Funny thing, though: some of those same glitches that killed the online game seeped into offline play as well. I mean, it wasn’t super common, and I’m willing chalk a lot of it up to my own ineptitude…but at the same time, I don’t think me sucking at analog pitching or hitting can be blamed for balls suddenly warping from one spot to another, or for hitters developing hitches in their swings that make them go from starting their swing to ending it instantaneously, with no in between motion to speak of. As I said, it didn’t happen all the time, but it did happen enough for me to be a little concerned.
For the most part, though, the offline MLB 15 experience was pretty solid. There aren’t any huge innovations, but the few that are here — particularly the “Find a Trade” option in Franchise mode — clearly add to the game as a whole. Franchise mode is still comprehensive (if not as comprehensive as OOTP 16). Diamond Dynasty does a great job of forcing you to slowly upgrade your team, and if you’re the type who likes to pay to win, it allows you to do that too. And, of course, Road To The Show is as outstanding as ever; I don’t know if I have it in me to take another player from Double-A rookie to 15-year veteran, but it’s still nice knowing I could if I wanted to.

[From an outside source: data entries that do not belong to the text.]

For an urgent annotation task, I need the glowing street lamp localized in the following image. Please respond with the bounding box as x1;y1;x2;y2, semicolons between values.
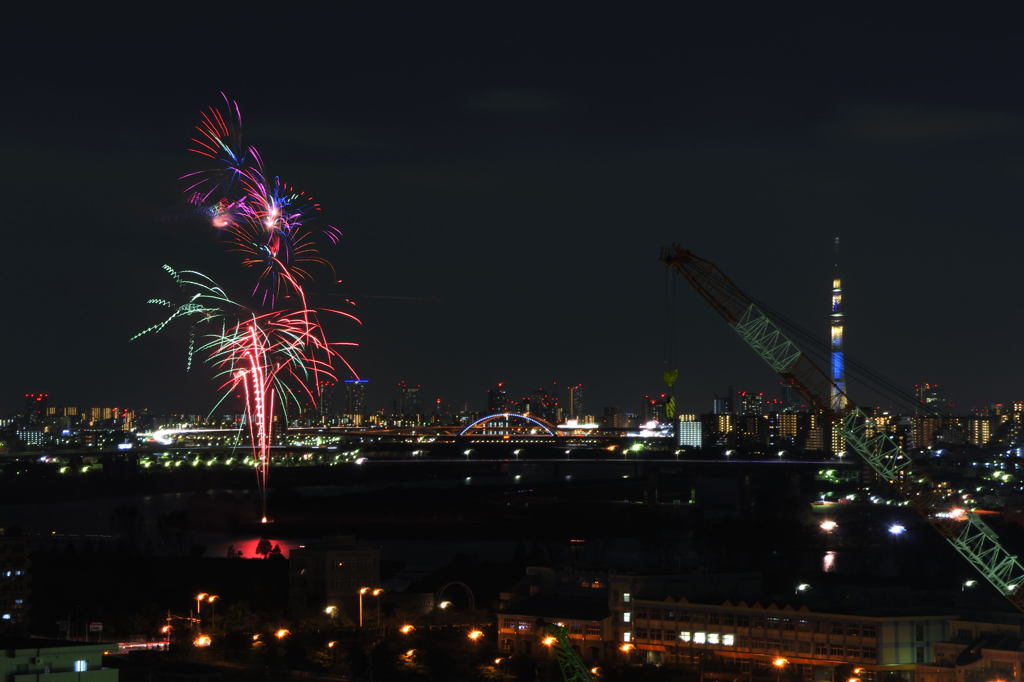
771;656;790;680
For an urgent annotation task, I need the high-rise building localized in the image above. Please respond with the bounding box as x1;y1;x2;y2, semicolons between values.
487;381;509;415
968;417;993;445
565;384;584;419
345;379;368;419
828;237;846;415
679;415;703;447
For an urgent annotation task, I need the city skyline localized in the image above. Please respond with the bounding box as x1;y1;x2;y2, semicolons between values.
0;12;1024;411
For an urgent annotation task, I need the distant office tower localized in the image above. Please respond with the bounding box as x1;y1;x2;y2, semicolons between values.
345;379;368;417
679;415;703;447
487;381;509;415
738;391;765;416
25;393;50;422
913;383;948;415
565;384;583;419
828;237;846;414
968;417;993;445
712;386;732;415
394;379;423;417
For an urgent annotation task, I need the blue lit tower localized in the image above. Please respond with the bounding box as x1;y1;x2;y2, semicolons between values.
828;237;846;414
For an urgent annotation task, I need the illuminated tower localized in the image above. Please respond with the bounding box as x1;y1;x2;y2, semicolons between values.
828;237;846;414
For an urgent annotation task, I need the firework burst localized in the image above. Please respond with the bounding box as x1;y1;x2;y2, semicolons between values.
132;96;361;523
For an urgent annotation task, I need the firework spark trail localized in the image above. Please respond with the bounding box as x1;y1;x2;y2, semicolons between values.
132;93;361;523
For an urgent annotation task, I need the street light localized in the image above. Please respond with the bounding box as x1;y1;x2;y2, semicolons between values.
771;656;790;680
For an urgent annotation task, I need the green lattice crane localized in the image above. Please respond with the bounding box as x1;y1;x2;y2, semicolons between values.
544;624;594;682
662;246;1024;610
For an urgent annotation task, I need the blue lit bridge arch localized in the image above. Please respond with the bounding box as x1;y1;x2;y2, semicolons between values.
459;412;557;436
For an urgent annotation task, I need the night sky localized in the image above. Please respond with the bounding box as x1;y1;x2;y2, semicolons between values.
0;10;1024;414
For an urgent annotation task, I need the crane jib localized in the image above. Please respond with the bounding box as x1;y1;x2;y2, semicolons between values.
660;246;1024;611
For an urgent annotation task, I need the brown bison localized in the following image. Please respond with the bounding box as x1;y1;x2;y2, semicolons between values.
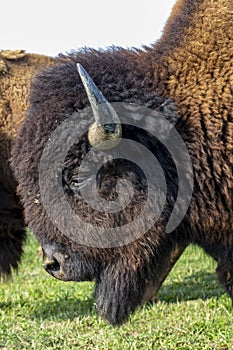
0;50;54;277
12;0;233;324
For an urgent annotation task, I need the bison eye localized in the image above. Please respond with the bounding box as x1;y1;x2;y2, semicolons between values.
69;175;88;191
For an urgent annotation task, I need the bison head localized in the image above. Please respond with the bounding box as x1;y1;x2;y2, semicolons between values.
12;67;191;324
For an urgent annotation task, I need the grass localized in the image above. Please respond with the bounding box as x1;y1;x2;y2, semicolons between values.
0;235;233;350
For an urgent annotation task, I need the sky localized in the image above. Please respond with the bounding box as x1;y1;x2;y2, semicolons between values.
0;0;175;56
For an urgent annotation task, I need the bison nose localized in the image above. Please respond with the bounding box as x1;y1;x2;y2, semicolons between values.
43;256;60;276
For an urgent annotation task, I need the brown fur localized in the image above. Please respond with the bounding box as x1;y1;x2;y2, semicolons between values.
12;0;233;324
0;50;54;277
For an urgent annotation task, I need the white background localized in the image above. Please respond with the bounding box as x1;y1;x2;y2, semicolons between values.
0;0;175;56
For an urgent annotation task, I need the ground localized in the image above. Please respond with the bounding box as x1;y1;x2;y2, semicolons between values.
0;234;233;350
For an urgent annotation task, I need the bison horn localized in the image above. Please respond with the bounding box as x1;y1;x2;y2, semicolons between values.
77;63;122;150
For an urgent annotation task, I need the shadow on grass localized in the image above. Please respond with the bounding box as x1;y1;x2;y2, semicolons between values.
158;271;224;303
0;271;223;322
31;298;96;320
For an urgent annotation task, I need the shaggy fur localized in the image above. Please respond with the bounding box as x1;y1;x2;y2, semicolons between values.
0;50;53;277
12;0;233;324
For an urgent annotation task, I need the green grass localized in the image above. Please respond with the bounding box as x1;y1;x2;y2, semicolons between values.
0;235;233;350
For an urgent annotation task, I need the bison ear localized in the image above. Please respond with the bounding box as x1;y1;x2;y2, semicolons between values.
159;99;180;126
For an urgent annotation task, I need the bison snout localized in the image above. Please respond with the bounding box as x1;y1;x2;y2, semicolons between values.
43;257;60;275
43;249;67;281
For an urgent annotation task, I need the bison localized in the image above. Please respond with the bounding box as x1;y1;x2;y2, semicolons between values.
0;50;54;277
12;0;233;324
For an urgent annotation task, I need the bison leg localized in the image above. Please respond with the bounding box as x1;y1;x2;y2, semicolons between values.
142;243;188;305
95;242;187;324
0;184;26;278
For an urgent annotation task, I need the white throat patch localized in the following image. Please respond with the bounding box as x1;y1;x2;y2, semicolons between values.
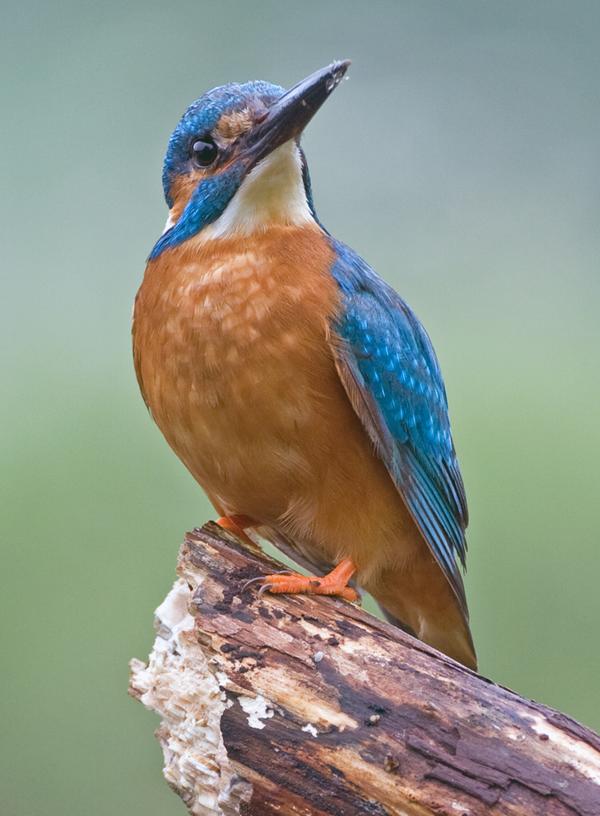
198;140;313;240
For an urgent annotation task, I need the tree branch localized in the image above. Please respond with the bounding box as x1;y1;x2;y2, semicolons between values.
130;524;600;816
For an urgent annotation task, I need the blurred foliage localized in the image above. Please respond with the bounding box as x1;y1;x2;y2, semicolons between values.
0;0;600;816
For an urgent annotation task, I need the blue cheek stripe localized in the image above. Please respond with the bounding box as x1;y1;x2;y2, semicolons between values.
148;162;244;261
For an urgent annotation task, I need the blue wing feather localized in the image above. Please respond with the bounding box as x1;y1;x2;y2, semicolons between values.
331;239;468;614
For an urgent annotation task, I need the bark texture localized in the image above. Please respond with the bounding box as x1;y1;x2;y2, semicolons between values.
130;524;600;816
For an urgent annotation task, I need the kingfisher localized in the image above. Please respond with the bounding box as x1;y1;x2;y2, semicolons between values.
133;60;476;669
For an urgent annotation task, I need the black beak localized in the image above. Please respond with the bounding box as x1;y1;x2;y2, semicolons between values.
243;60;350;167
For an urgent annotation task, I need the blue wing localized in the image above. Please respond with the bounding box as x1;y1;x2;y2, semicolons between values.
331;241;468;615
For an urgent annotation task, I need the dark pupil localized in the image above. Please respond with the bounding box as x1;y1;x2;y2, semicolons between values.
192;139;217;166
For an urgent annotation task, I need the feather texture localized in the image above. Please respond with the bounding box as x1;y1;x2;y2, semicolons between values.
330;239;468;615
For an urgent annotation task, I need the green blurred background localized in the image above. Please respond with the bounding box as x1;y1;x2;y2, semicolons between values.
0;0;600;816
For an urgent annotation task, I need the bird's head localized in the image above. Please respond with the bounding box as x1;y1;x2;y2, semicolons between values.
150;61;350;258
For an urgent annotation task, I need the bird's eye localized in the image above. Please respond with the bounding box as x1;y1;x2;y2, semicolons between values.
191;136;219;167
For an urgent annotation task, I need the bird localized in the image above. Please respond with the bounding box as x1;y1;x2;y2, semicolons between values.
132;60;477;670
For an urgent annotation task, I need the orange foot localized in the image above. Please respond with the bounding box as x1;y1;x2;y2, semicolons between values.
248;558;358;601
217;516;259;547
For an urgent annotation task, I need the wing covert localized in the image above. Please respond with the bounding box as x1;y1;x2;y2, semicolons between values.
331;242;468;614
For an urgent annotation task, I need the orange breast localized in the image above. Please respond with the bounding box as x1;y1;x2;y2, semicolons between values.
134;226;354;522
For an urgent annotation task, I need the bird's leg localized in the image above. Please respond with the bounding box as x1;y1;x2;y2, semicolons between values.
217;516;259;547
260;558;358;601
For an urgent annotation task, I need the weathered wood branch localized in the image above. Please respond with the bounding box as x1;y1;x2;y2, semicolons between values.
130;525;600;816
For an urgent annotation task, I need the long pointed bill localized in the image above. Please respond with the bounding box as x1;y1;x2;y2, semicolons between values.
243;60;350;167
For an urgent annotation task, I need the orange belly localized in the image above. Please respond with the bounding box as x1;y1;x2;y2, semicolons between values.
134;227;476;668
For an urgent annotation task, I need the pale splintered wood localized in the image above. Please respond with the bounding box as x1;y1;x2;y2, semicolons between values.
130;525;600;816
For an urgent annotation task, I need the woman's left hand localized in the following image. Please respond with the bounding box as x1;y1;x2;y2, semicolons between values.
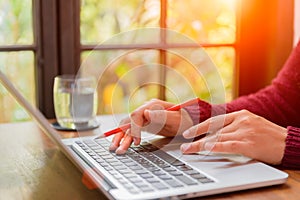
181;110;287;165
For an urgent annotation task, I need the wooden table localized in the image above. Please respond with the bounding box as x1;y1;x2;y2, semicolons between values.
0;122;300;200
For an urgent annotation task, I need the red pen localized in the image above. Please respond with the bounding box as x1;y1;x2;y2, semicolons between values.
95;98;199;139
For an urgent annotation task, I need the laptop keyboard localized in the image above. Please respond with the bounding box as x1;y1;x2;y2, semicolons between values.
73;139;214;193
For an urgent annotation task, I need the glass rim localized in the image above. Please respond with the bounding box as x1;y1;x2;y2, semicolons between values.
55;74;95;82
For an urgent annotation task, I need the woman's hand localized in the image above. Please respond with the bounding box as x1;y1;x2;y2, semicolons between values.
110;99;193;154
181;110;287;164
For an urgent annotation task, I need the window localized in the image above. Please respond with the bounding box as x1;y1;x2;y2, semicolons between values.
80;0;236;114
0;0;37;122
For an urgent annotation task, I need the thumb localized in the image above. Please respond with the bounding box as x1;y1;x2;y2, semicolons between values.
144;109;167;124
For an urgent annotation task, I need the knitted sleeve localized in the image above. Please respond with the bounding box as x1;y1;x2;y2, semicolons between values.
281;126;300;169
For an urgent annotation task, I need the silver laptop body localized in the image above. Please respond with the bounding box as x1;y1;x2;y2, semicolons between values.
0;71;288;200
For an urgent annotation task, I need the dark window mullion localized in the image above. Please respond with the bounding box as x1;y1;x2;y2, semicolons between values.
158;0;167;100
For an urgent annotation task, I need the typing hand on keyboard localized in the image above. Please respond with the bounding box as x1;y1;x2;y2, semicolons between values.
110;99;193;154
72;139;214;194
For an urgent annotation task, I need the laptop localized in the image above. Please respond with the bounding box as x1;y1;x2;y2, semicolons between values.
0;71;288;200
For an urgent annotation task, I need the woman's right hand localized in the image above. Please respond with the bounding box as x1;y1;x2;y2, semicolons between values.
110;99;193;154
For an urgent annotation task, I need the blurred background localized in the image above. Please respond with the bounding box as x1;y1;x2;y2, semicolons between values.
0;0;300;122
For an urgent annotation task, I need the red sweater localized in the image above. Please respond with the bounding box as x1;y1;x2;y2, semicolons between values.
186;41;300;169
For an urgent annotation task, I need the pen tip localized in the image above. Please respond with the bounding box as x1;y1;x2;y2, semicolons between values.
95;135;105;139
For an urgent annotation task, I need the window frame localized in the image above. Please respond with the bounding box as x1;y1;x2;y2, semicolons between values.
33;0;294;118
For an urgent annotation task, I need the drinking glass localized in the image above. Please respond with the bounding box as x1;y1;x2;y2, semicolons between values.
53;75;97;129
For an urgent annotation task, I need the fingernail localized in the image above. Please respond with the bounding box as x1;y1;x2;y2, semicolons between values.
116;147;126;154
109;144;118;151
182;130;191;137
133;137;139;146
204;142;214;150
180;144;190;152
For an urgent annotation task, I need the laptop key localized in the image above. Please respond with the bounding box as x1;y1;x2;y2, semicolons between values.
166;179;183;188
152;182;168;190
176;175;198;185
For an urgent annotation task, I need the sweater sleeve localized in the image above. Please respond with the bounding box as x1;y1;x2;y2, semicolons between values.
281;126;300;169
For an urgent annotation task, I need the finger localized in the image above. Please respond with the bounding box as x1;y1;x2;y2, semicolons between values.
143;110;166;134
129;109;144;138
116;130;133;154
183;113;237;139
109;132;125;151
180;140;203;154
216;132;243;142
204;141;251;156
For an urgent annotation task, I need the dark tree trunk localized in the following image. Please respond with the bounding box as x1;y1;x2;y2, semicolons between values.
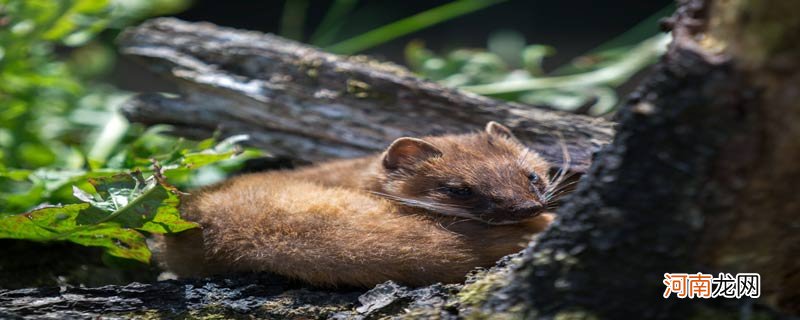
0;0;800;319
476;1;800;319
119;19;613;171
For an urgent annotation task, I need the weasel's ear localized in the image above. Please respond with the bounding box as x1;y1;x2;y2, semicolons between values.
383;137;442;170
486;121;516;139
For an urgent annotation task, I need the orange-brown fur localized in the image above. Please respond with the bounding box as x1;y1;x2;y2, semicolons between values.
160;122;553;286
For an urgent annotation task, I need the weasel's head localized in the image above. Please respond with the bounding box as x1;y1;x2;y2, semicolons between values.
376;122;552;224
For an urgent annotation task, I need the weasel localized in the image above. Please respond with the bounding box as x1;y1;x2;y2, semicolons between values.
158;122;563;287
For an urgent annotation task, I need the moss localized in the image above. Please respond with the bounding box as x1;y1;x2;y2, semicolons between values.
457;272;508;306
347;79;371;98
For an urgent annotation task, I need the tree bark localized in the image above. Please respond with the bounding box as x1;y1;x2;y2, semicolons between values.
119;19;613;172
481;0;800;319
0;0;800;319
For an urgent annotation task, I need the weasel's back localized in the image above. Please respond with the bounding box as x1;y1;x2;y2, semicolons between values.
160;173;482;286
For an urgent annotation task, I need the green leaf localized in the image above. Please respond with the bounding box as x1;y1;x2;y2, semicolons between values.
74;171;197;233
181;135;249;169
0;204;150;263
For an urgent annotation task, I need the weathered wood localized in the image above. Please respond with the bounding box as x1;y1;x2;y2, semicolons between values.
119;19;613;171
481;0;800;319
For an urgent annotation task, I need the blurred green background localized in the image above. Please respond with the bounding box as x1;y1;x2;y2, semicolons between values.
0;0;673;286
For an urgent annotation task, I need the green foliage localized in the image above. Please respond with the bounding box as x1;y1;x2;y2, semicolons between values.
0;133;252;262
405;6;673;115
0;0;248;264
281;0;674;115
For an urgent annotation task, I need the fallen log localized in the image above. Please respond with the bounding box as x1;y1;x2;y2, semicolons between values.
119;18;613;172
0;0;800;319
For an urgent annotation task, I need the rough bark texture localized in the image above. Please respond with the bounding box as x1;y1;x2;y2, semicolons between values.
476;1;800;319
119;19;613;171
0;0;800;319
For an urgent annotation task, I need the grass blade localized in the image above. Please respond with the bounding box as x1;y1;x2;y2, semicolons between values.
325;0;506;54
309;0;358;46
280;0;308;41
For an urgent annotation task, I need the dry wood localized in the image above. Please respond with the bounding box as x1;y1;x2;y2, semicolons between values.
119;19;613;171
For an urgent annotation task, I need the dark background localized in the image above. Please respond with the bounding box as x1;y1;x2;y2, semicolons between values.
113;0;673;92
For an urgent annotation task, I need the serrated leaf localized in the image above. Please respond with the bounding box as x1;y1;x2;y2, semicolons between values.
78;171;197;233
0;203;151;263
181;134;250;169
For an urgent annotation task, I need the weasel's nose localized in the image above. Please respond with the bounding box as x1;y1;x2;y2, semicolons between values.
509;201;544;216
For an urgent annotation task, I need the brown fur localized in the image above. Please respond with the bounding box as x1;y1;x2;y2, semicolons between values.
160;122;553;286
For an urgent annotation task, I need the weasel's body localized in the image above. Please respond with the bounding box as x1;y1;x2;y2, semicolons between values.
161;121;564;286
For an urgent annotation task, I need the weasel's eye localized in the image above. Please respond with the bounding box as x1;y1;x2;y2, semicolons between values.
444;187;472;197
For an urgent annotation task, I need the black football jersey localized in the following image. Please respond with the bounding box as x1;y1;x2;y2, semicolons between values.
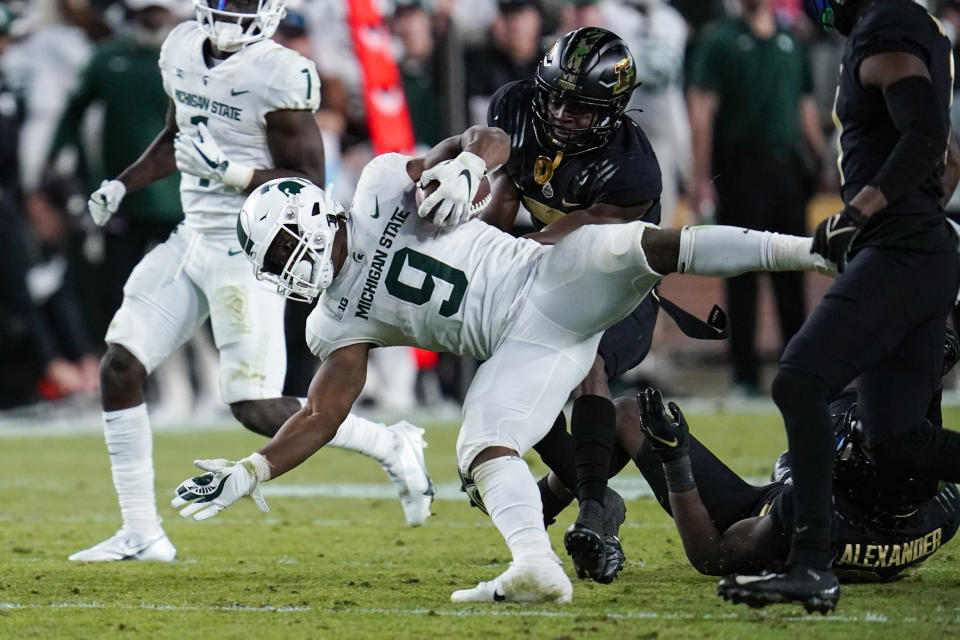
761;483;960;578
834;0;953;251
487;79;661;228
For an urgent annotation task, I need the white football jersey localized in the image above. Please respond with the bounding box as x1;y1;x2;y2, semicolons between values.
306;153;546;360
160;20;320;232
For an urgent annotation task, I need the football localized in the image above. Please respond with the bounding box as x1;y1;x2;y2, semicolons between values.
417;176;492;219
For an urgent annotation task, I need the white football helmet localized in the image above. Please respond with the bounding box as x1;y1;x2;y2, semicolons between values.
237;178;346;302
193;0;287;51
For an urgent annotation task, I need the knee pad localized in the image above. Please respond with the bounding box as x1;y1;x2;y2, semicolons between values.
770;368;829;411
864;429;924;475
100;344;147;389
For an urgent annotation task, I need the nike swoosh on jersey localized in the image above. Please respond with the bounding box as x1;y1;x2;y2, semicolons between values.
650;433;680;448
457;169;473;193
826;220;857;240
193;142;220;169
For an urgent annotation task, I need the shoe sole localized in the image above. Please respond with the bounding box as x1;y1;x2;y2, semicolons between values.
717;588;837;615
594;536;626;584
563;529;606;580
391;421;437;527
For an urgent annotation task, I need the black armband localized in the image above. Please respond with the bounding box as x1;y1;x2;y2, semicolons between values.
870;76;950;204
663;456;697;493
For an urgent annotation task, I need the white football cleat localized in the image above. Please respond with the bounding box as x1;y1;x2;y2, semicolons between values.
67;529;177;562
450;560;573;602
383;421;437;527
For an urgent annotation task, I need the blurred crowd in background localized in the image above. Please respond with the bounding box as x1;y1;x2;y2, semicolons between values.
0;0;960;421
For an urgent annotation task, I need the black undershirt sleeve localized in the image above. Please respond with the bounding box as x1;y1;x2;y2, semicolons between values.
870;76;950;203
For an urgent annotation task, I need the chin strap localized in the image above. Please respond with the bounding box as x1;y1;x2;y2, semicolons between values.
650;290;730;340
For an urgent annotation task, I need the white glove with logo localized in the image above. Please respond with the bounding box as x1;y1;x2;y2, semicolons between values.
417;151;487;227
173;122;253;191
170;453;270;520
87;180;127;227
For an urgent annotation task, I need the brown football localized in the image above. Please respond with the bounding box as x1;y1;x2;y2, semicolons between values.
417;176;491;218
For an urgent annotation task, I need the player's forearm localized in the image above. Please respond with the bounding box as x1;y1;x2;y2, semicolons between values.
868;76;950;210
669;487;722;575
940;131;960;206
257;404;349;479
687;88;717;181
116;128;177;193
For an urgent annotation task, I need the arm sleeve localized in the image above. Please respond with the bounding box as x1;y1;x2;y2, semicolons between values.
593;148;663;207
264;51;320;112
870;76;950;204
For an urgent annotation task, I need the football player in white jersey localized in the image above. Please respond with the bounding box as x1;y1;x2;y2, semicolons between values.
70;0;433;562
172;127;830;602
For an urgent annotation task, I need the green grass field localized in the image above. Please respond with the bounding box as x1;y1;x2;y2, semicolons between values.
0;409;960;640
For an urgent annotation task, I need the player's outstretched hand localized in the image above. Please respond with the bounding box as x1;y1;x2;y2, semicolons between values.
637;387;690;462
170;453;270;520
417;151;487;227
173;122;253;190
810;205;866;273
87;180;127;227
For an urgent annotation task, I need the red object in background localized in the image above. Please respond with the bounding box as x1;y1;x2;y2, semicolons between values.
347;0;415;155
411;347;440;371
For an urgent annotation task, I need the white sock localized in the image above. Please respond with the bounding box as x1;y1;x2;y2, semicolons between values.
677;225;830;278
103;404;162;537
327;413;400;465
473;456;557;564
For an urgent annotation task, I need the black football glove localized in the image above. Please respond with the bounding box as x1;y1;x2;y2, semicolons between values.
637;387;690;462
810;205;867;273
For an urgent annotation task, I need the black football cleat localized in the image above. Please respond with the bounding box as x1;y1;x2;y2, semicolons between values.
563;500;606;580
592;487;627;584
717;564;840;615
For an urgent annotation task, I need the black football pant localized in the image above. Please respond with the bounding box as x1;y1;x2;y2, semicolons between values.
534;295;660;508
634;435;781;533
773;247;960;569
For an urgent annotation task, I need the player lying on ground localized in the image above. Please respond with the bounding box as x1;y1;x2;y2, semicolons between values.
632;372;960;588
70;0;433;562
173;127;829;602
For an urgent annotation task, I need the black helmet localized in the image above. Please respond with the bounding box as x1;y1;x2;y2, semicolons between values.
833;403;939;523
533;27;637;155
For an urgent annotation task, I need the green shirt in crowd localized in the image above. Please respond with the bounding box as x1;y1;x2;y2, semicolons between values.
48;38;183;222
689;18;813;159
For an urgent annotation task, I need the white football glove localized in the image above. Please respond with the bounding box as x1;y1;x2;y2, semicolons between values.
170;453;270;520
87;180;127;227
173;122;253;191
417;151;487;227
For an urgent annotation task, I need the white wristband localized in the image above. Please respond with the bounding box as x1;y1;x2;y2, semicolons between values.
222;162;253;191
240;451;270;482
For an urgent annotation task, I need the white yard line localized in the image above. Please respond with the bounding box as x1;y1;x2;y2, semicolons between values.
0;472;769;500
0;602;960;624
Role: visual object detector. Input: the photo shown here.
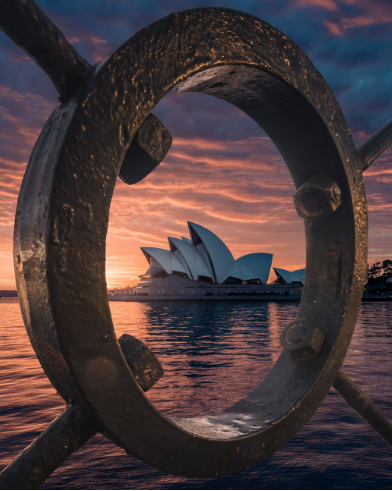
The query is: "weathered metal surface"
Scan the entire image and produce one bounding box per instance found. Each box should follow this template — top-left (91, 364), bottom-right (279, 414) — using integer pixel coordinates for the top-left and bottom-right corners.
top-left (280, 319), bottom-right (325, 360)
top-left (333, 370), bottom-right (392, 445)
top-left (0, 334), bottom-right (163, 489)
top-left (11, 5), bottom-right (367, 477)
top-left (293, 175), bottom-right (342, 221)
top-left (358, 119), bottom-right (392, 172)
top-left (118, 334), bottom-right (163, 392)
top-left (119, 114), bottom-right (172, 184)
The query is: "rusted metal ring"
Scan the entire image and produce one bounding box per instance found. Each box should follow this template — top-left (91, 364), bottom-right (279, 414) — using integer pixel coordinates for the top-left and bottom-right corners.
top-left (15, 8), bottom-right (367, 477)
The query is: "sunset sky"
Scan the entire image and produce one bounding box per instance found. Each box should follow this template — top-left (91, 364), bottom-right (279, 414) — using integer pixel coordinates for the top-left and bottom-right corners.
top-left (0, 0), bottom-right (392, 289)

The only real complaint I have about the single-player experience — apart from those random glitches — is how stale the announcing sounds. Maybe it’s only the sort of thing you notice if you’ve spent roughly 500-600 hours playing through RTTS in MLB 10 on PSP, but if it weren’t for the fact Matt Vasgersian and Steve Lyons occasionally mention new players, I could’ve sworn the dialogue today is pretty much exactly the same as it was half a decade ago. Of course, considering that the game’s online feels like it’s being played on a connection from even further back in time, I guess stale announcers are the least of SCE San Diego’s problems.
Because there’s such a massive disconnect in quality between the online and offline versions of MLB 15: The Show, I’m really not sure how I feel about it. The former is absolutely awful, so bad that if I weren’t a massive baseball fan already it would make me question how anyone could possibly like the sport. It’s the sort of fundamentally broken gameplay that make people gnash their teeth over the Master Chief Collection…only in The Show’s case, it’s worse, since it’s never worked, no matter how many times fixes have been promised and allegedly implemented.
Then again, because it’s been so bad for so long, it feels like it’s not even something worth expecting at this point — that if they somehow ever get it right, it’ll be cause for celebration, but until they prove that it’s possible you should go in with zero expectations (and even then, prepare for your hopes to be dashed). That’s probably putting things a little too charitably, of course; seeing as it’s a prominently-displayed feature, it seems like it should work, you know? Luckily, MLB 15 has more than enough single-player content to tide you over until it works — which is kind of impressive, since you might just be waiting forever.